For the function: \( f(x)=4 x-6 x^{2 / 3} \) on the interval \( [-1,3] \), The absolute min occurs at \( ([?],[]) \) The absolute max occurs at \( ([],[]) \)

To find the absolute minimum and maximum of the function \( f(x) = 4x - 6x^{2/3} \) on the interval \([-1, 3]\), we first determine the critical points by taking the derivative \( f'(x) \) and setting it to zero. The derivative is \( f'(x) = 4 - 4x^{-1/3} \). Setting this equal to zero leads to \( 4 - 4x^{-1/3} = 0 \) or \( x^{-1/3} = 1 \), giving \( x = 1 \) as a critical point. We also check the endpoints \( x = -1 \) and \( x = 3 \).

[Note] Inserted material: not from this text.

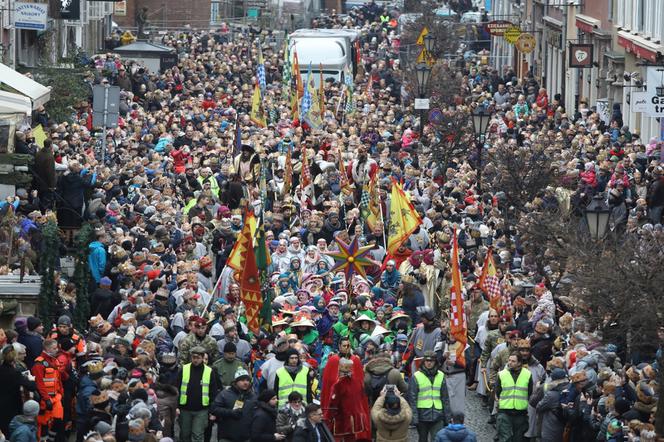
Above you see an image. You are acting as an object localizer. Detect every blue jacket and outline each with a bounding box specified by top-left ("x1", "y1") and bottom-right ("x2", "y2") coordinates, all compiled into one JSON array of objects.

Evaluating \( f \) at these points: - \( f(-1) = 4(-1) - 6(-1)^{2/3} = -4 - 6 = -10 \) - \( f(1) = 4(1) - 6(1)^{2/3} = 4 - 6 = -2 \) - \( f(3) = 4(3) - 6(3)^{2/3} = 12 - 6(3) = 12 - 18 = -6 \) Thus, the absolute minimum occurs at \( (-1, -10) \) and the absolute maximum occurs at \( (1, -2) \).